First, states are constitutionally allowed to make their own laws. And furthermore they are not required to enforce federal law or prosecute people for engaging in activities prohibited by federal law. Therefore, each state’s medical marijuana laws do not put them in violation of federal law.
Secondly, federal prosecutors rarely make arrests for marijuana. It’s typically up to the state to handle those types of arrests. Data from the Federal Bureau of Investigation’s Uniform Crime Reports and the Compendium of Federal Justice Statistics show that approximately 99 out of every 100 marijuana arrests in the U.S. are made under state law, rather than under federal law. Consequently, changing state law will have the practical effect of protecting the vast majority of seriously ill patients who have a medical need to use marijuana from arrest.

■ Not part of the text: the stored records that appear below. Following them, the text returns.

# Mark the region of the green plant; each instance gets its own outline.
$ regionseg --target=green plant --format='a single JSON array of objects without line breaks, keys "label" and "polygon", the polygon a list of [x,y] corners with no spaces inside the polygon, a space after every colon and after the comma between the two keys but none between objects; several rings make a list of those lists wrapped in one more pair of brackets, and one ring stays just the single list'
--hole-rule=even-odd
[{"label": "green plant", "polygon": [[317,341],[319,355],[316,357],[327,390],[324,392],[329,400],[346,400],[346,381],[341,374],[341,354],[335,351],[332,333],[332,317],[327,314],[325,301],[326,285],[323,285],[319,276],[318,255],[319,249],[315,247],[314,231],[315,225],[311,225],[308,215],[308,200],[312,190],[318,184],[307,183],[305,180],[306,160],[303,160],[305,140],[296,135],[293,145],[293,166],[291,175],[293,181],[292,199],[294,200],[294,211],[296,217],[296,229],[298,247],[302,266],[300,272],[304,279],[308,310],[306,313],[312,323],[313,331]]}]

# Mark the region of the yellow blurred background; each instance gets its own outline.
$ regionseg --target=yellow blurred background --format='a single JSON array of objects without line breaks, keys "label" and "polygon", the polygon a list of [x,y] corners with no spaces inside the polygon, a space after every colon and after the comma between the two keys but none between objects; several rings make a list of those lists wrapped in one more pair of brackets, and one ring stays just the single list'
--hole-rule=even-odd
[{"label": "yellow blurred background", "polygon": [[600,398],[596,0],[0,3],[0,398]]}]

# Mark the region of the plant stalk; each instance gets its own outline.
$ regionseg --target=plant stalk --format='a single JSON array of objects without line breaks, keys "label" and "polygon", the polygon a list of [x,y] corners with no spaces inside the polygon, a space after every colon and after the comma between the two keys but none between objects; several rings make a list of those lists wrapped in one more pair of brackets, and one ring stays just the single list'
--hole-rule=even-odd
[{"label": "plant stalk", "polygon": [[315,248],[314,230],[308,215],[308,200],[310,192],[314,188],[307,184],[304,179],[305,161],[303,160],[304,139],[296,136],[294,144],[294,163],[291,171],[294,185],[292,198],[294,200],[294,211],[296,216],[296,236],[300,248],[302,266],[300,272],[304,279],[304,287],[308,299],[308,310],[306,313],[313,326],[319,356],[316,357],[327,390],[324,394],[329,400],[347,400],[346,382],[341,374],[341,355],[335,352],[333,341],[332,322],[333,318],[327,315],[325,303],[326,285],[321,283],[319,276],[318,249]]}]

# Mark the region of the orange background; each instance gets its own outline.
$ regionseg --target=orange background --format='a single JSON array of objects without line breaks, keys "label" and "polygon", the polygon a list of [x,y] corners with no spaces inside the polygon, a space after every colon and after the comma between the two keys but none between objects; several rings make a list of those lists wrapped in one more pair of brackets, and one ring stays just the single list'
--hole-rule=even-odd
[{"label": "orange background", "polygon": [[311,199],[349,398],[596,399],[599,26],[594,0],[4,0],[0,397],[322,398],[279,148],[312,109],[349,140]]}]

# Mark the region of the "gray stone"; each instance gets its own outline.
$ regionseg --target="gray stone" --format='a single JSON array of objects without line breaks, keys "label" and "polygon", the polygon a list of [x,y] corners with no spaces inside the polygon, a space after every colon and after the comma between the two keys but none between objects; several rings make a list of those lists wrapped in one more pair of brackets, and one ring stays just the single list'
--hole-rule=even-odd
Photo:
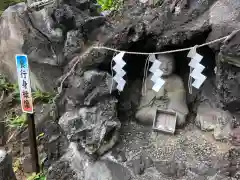
[{"label": "gray stone", "polygon": [[83,76],[71,76],[70,88],[67,88],[59,104],[65,111],[82,106],[93,106],[109,96],[110,89],[116,90],[111,76],[106,72],[86,71]]},{"label": "gray stone", "polygon": [[3,149],[0,149],[0,180],[16,180],[12,168],[12,157]]},{"label": "gray stone", "polygon": [[216,127],[217,121],[212,118],[203,119],[197,116],[195,123],[202,131],[212,131]]},{"label": "gray stone", "polygon": [[[238,18],[239,20],[239,18]],[[238,28],[239,29],[239,28]],[[239,96],[239,41],[240,31],[232,32],[221,47],[221,52],[217,58],[217,84],[218,98],[223,108],[231,113],[238,114]],[[239,122],[239,118],[237,117]]]},{"label": "gray stone", "polygon": [[225,56],[219,55],[217,59],[217,88],[219,102],[225,110],[236,113],[239,107],[239,67],[229,64]]},{"label": "gray stone", "polygon": [[132,167],[134,174],[141,175],[144,173],[145,167],[141,158],[132,160],[130,163],[130,167]]},{"label": "gray stone", "polygon": [[[208,41],[227,36],[233,30],[240,28],[237,10],[239,7],[238,0],[218,0],[213,3],[212,8],[209,9],[209,23],[213,31],[208,36]],[[219,49],[221,46],[220,43],[214,43],[210,47]]]},{"label": "gray stone", "polygon": [[63,24],[67,31],[75,27],[74,12],[72,7],[67,4],[63,4],[55,9],[54,18],[58,24]]},{"label": "gray stone", "polygon": [[153,160],[146,154],[142,154],[139,158],[127,162],[128,166],[133,170],[135,175],[141,175],[147,168],[153,166]]},{"label": "gray stone", "polygon": [[214,129],[213,135],[216,140],[230,140],[230,134],[232,132],[232,124],[227,123],[225,125],[217,124]]},{"label": "gray stone", "polygon": [[231,143],[234,146],[239,146],[240,145],[240,128],[234,128],[231,132]]},{"label": "gray stone", "polygon": [[153,166],[154,162],[150,157],[148,157],[147,155],[142,155],[141,158],[144,162],[144,167],[145,168],[150,168],[150,167]]},{"label": "gray stone", "polygon": [[116,113],[117,99],[110,95],[116,89],[105,72],[86,71],[82,77],[71,76],[60,106],[65,112],[59,124],[67,138],[86,152],[103,154],[118,140],[121,123]]},{"label": "gray stone", "polygon": [[215,168],[210,167],[206,163],[196,163],[190,170],[200,176],[213,176],[217,173]]},{"label": "gray stone", "polygon": [[91,34],[91,32],[94,29],[103,25],[104,22],[105,22],[104,16],[96,16],[96,17],[88,18],[82,26],[83,32],[87,34]]},{"label": "gray stone", "polygon": [[186,173],[186,165],[182,162],[157,161],[155,167],[159,172],[170,177],[180,178]]},{"label": "gray stone", "polygon": [[116,116],[115,106],[116,99],[103,99],[94,107],[66,112],[60,118],[59,124],[70,141],[79,142],[90,154],[102,154],[118,139],[121,125]]},{"label": "gray stone", "polygon": [[216,140],[230,140],[234,117],[220,108],[202,102],[197,109],[195,124],[202,131],[213,131]]},{"label": "gray stone", "polygon": [[101,160],[109,160],[117,163],[123,163],[127,161],[126,155],[122,151],[117,151],[116,149],[104,154]]},{"label": "gray stone", "polygon": [[111,161],[97,161],[85,172],[85,180],[130,180],[130,172]]},{"label": "gray stone", "polygon": [[49,120],[44,123],[44,127],[41,144],[44,145],[44,151],[47,154],[47,162],[44,165],[48,167],[63,156],[69,142],[57,123]]},{"label": "gray stone", "polygon": [[54,163],[49,169],[47,180],[81,180],[76,177],[75,172],[71,169],[69,162],[62,160]]},{"label": "gray stone", "polygon": [[90,6],[90,2],[88,0],[76,0],[76,7],[81,10],[86,10]]},{"label": "gray stone", "polygon": [[240,151],[238,148],[231,148],[225,154],[224,160],[218,161],[218,164],[214,167],[218,170],[217,175],[237,177],[240,164]]},{"label": "gray stone", "polygon": [[77,53],[81,52],[83,45],[83,34],[79,30],[68,31],[63,49],[64,56],[67,59],[72,59]]},{"label": "gray stone", "polygon": [[32,88],[53,91],[56,79],[61,75],[61,68],[55,67],[61,63],[61,51],[54,49],[48,37],[33,27],[25,9],[25,3],[19,3],[2,14],[0,72],[16,83],[14,57],[16,54],[27,54]]},{"label": "gray stone", "polygon": [[[29,4],[32,3],[28,2]],[[63,41],[63,31],[60,28],[55,28],[57,23],[52,18],[52,13],[56,7],[56,3],[51,3],[48,6],[38,8],[38,10],[32,10],[28,15],[34,27],[49,40],[61,42]]]},{"label": "gray stone", "polygon": [[77,143],[70,143],[66,153],[48,169],[47,180],[130,180],[130,172],[120,164],[94,162]]},{"label": "gray stone", "polygon": [[231,177],[227,177],[227,176],[220,175],[220,174],[216,174],[216,175],[214,175],[214,176],[212,176],[210,178],[211,178],[211,180],[235,180],[235,179],[233,179]]},{"label": "gray stone", "polygon": [[85,169],[93,164],[91,157],[70,143],[65,154],[48,169],[47,180],[84,180]]}]

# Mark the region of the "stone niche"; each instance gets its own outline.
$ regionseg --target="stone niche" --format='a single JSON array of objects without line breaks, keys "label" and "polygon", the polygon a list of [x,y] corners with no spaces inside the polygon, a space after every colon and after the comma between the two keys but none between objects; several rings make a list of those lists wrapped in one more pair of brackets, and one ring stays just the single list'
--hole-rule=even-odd
[{"label": "stone niche", "polygon": [[[184,41],[178,45],[167,45],[161,48],[158,51],[167,51],[174,49],[181,49],[192,47],[196,44],[202,44],[206,42],[209,32],[206,31],[197,36],[192,37],[190,40]],[[156,44],[154,39],[151,37],[146,37],[138,42],[133,43],[128,51],[136,51],[136,52],[156,52]],[[184,87],[187,94],[187,105],[189,108],[189,116],[187,121],[194,119],[194,114],[197,111],[197,106],[200,101],[203,99],[208,99],[211,101],[214,106],[219,106],[219,102],[217,101],[216,95],[216,55],[218,52],[213,51],[210,47],[204,46],[197,49],[197,52],[203,56],[201,64],[205,66],[203,74],[207,76],[207,80],[201,86],[199,90],[192,87],[192,94],[189,93],[188,90],[188,79],[189,79],[189,71],[190,67],[188,63],[190,62],[190,58],[187,57],[189,51],[177,52],[173,53],[175,60],[175,70],[174,74],[180,76],[184,82]],[[126,66],[124,70],[126,71],[126,75],[124,79],[127,81],[127,84],[124,88],[124,91],[119,95],[119,116],[122,117],[122,121],[127,119],[133,119],[136,108],[139,104],[139,99],[141,96],[141,87],[142,81],[144,77],[144,66],[146,63],[147,56],[146,55],[131,55],[125,54],[124,60],[126,61]],[[107,71],[111,74],[111,58],[109,61],[104,61],[99,65],[100,70]],[[150,68],[151,63],[148,67]],[[148,71],[148,74],[151,72]],[[204,96],[204,97],[202,97]],[[193,116],[190,116],[193,115]],[[120,118],[121,118],[120,117]]]}]

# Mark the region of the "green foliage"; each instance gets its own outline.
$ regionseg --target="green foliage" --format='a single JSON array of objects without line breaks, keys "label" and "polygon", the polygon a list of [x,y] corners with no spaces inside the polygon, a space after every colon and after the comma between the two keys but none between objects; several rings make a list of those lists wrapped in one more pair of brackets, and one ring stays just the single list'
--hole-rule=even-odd
[{"label": "green foliage", "polygon": [[45,134],[44,133],[40,133],[36,138],[37,140],[40,140]]},{"label": "green foliage", "polygon": [[13,93],[14,100],[20,101],[18,85],[9,83],[2,75],[0,75],[0,92],[4,92],[5,94]]},{"label": "green foliage", "polygon": [[21,168],[21,161],[18,158],[13,164],[13,171],[16,173],[17,171],[19,171],[20,168]]},{"label": "green foliage", "polygon": [[101,6],[102,11],[118,11],[122,7],[123,0],[97,0],[97,3]]},{"label": "green foliage", "polygon": [[[17,84],[11,84],[7,79],[0,75],[0,92],[5,94],[13,93],[13,99],[20,101],[20,91]],[[34,102],[52,103],[54,94],[37,90],[32,93]]]},{"label": "green foliage", "polygon": [[46,180],[47,177],[43,173],[33,173],[29,177],[27,177],[27,180]]},{"label": "green foliage", "polygon": [[8,8],[8,6],[23,2],[23,0],[0,0],[0,14]]},{"label": "green foliage", "polygon": [[27,118],[26,114],[23,113],[21,116],[18,115],[9,115],[10,117],[7,118],[6,124],[10,128],[22,128],[26,127],[27,125]]},{"label": "green foliage", "polygon": [[6,93],[14,91],[15,87],[13,84],[9,83],[4,76],[0,76],[0,91],[5,91]]},{"label": "green foliage", "polygon": [[34,102],[52,103],[54,94],[37,90],[32,93]]},{"label": "green foliage", "polygon": [[154,6],[161,6],[163,4],[164,0],[154,0],[153,5]]},{"label": "green foliage", "polygon": [[14,88],[13,88],[13,94],[14,94],[14,100],[17,101],[17,102],[20,102],[21,99],[20,99],[20,90],[19,90],[19,87],[17,84],[14,85]]}]

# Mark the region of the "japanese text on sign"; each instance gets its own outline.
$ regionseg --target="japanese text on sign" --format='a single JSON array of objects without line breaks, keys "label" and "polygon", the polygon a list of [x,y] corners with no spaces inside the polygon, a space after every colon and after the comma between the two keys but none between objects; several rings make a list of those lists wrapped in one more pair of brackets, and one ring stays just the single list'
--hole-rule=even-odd
[{"label": "japanese text on sign", "polygon": [[26,113],[33,113],[28,58],[26,55],[16,55],[15,58],[18,73],[18,86],[20,90],[22,111]]}]

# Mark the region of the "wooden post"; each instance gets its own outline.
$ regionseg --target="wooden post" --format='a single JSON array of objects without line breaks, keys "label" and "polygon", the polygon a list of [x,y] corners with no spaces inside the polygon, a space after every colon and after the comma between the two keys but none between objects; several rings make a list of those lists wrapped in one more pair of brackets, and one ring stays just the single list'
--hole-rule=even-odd
[{"label": "wooden post", "polygon": [[[3,118],[1,118],[3,121]],[[5,145],[5,123],[0,122],[0,146]]]},{"label": "wooden post", "polygon": [[32,160],[32,169],[34,172],[40,172],[38,149],[36,140],[36,130],[33,113],[33,98],[30,84],[30,70],[28,57],[25,54],[16,54],[16,67],[18,73],[18,86],[20,90],[22,111],[27,113],[29,144]]},{"label": "wooden post", "polygon": [[39,159],[38,159],[38,149],[36,140],[36,131],[34,123],[34,114],[27,114],[28,122],[28,133],[29,133],[29,144],[32,157],[32,168],[36,173],[40,172]]}]

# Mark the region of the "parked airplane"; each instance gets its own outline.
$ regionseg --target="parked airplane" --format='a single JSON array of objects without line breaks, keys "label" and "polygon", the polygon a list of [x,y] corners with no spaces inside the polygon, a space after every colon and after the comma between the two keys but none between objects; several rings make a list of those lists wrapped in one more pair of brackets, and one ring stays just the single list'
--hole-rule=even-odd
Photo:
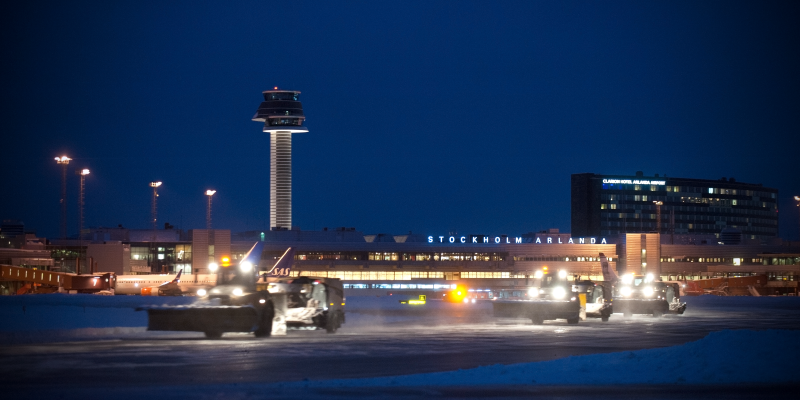
[{"label": "parked airplane", "polygon": [[[197,289],[209,288],[217,283],[216,274],[186,275],[181,271],[175,279],[168,275],[119,275],[115,294],[140,294],[144,296],[174,296],[181,293],[194,293]],[[178,292],[180,291],[180,293]]]},{"label": "parked airplane", "polygon": [[[250,263],[258,268],[261,263],[261,253],[264,250],[264,242],[256,242],[250,251],[242,257],[239,265],[243,263]],[[294,262],[294,248],[289,247],[278,259],[275,265],[269,270],[266,268],[257,270],[260,271],[260,281],[272,281],[273,278],[282,278],[289,276]],[[117,276],[117,285],[115,289],[116,294],[140,294],[143,296],[179,296],[181,294],[195,294],[199,290],[206,290],[217,284],[218,266],[213,264],[209,268],[211,274],[195,274],[185,275],[181,278],[181,272],[175,279],[168,279],[168,275],[119,275]],[[221,272],[221,271],[220,271]],[[204,292],[203,292],[204,293]]]}]

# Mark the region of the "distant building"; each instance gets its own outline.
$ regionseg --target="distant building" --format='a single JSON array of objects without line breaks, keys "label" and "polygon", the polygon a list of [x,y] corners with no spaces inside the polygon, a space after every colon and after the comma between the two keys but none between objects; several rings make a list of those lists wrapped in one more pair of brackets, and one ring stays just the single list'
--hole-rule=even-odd
[{"label": "distant building", "polygon": [[[778,190],[761,184],[666,176],[572,175],[572,234],[722,234],[729,244],[778,236]],[[662,202],[661,227],[658,205]]]},{"label": "distant building", "polygon": [[0,225],[0,236],[13,238],[25,234],[25,223],[16,219],[4,219]]}]

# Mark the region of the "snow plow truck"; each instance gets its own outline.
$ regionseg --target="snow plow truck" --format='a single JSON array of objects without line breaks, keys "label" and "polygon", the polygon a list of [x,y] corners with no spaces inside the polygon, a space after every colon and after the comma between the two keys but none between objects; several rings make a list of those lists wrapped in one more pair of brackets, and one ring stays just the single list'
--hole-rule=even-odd
[{"label": "snow plow truck", "polygon": [[287,328],[336,332],[345,321],[341,281],[288,277],[293,248],[269,271],[260,271],[262,250],[263,242],[256,243],[237,266],[209,264],[209,272],[217,274],[217,285],[198,290],[194,304],[138,308],[147,311],[147,330],[203,332],[210,339],[227,332],[285,335]]}]

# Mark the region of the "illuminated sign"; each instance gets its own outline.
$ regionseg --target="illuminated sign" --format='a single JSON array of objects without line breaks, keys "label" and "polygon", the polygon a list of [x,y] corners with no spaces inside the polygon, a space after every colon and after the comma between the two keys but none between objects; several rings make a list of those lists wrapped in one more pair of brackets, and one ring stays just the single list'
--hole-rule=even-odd
[{"label": "illuminated sign", "polygon": [[[438,239],[438,241],[437,241]],[[537,237],[533,238],[523,237],[510,237],[510,236],[428,236],[428,243],[451,243],[451,244],[608,244],[606,238],[588,237],[588,238],[569,238],[565,239],[561,236],[553,237]]]},{"label": "illuminated sign", "polygon": [[667,181],[649,181],[647,179],[603,179],[603,183],[616,183],[620,185],[659,185],[667,184]]}]

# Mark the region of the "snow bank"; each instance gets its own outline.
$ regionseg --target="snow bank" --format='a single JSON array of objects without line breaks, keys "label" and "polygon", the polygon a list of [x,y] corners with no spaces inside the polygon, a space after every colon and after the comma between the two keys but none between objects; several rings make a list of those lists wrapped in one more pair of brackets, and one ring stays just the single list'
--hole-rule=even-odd
[{"label": "snow bank", "polygon": [[679,346],[567,357],[536,363],[278,387],[471,385],[747,384],[799,382],[800,331],[725,330]]}]

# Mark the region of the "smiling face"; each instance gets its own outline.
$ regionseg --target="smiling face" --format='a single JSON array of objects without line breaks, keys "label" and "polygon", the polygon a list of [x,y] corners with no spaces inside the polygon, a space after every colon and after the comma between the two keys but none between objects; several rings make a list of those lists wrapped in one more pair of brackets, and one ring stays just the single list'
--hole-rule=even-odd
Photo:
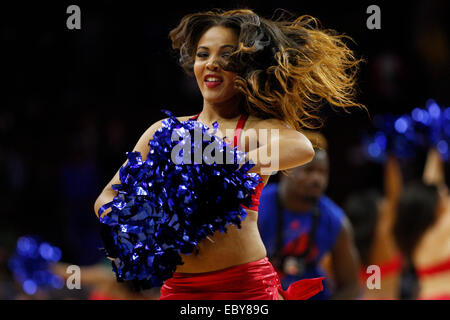
[{"label": "smiling face", "polygon": [[237,44],[236,33],[226,27],[211,27],[201,36],[197,44],[194,74],[205,101],[226,102],[238,93],[234,87],[236,73],[220,67],[220,63],[227,63]]}]

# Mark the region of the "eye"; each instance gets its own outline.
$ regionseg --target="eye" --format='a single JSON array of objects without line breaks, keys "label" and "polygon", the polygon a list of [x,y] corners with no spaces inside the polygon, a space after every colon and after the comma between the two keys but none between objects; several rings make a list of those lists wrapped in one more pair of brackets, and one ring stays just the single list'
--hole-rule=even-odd
[{"label": "eye", "polygon": [[197,57],[199,58],[206,58],[208,56],[207,52],[198,52]]},{"label": "eye", "polygon": [[228,59],[231,56],[231,52],[222,53],[222,58]]}]

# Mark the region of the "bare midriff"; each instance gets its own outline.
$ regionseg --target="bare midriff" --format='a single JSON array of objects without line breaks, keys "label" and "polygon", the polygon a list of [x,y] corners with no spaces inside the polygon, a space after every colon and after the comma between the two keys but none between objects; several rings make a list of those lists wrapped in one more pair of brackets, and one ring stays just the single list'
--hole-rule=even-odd
[{"label": "bare midriff", "polygon": [[433,299],[441,295],[450,296],[450,270],[419,279],[419,299]]},{"label": "bare midriff", "polygon": [[195,252],[182,254],[184,262],[176,272],[199,273],[210,272],[228,267],[257,261],[266,256],[266,248],[258,231],[258,212],[247,210],[246,218],[241,222],[241,229],[229,225],[226,233],[216,231],[203,239]]},{"label": "bare midriff", "polygon": [[[415,249],[416,270],[429,269],[450,259],[450,211],[446,211],[434,226],[423,235]],[[450,295],[450,270],[420,275],[419,299],[433,299]]]}]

And finally, in October of 2009 the US Deputy Attorney General issued a US Department of Justice memorandum to all United States Attorneys that recommends against prosecuting patients using medical cannabis products according to state laws. While it was only a recommendation and not a requirement, it still gives many patients and cannabis related business more peace of mind that the federal government will respect their state’s laws.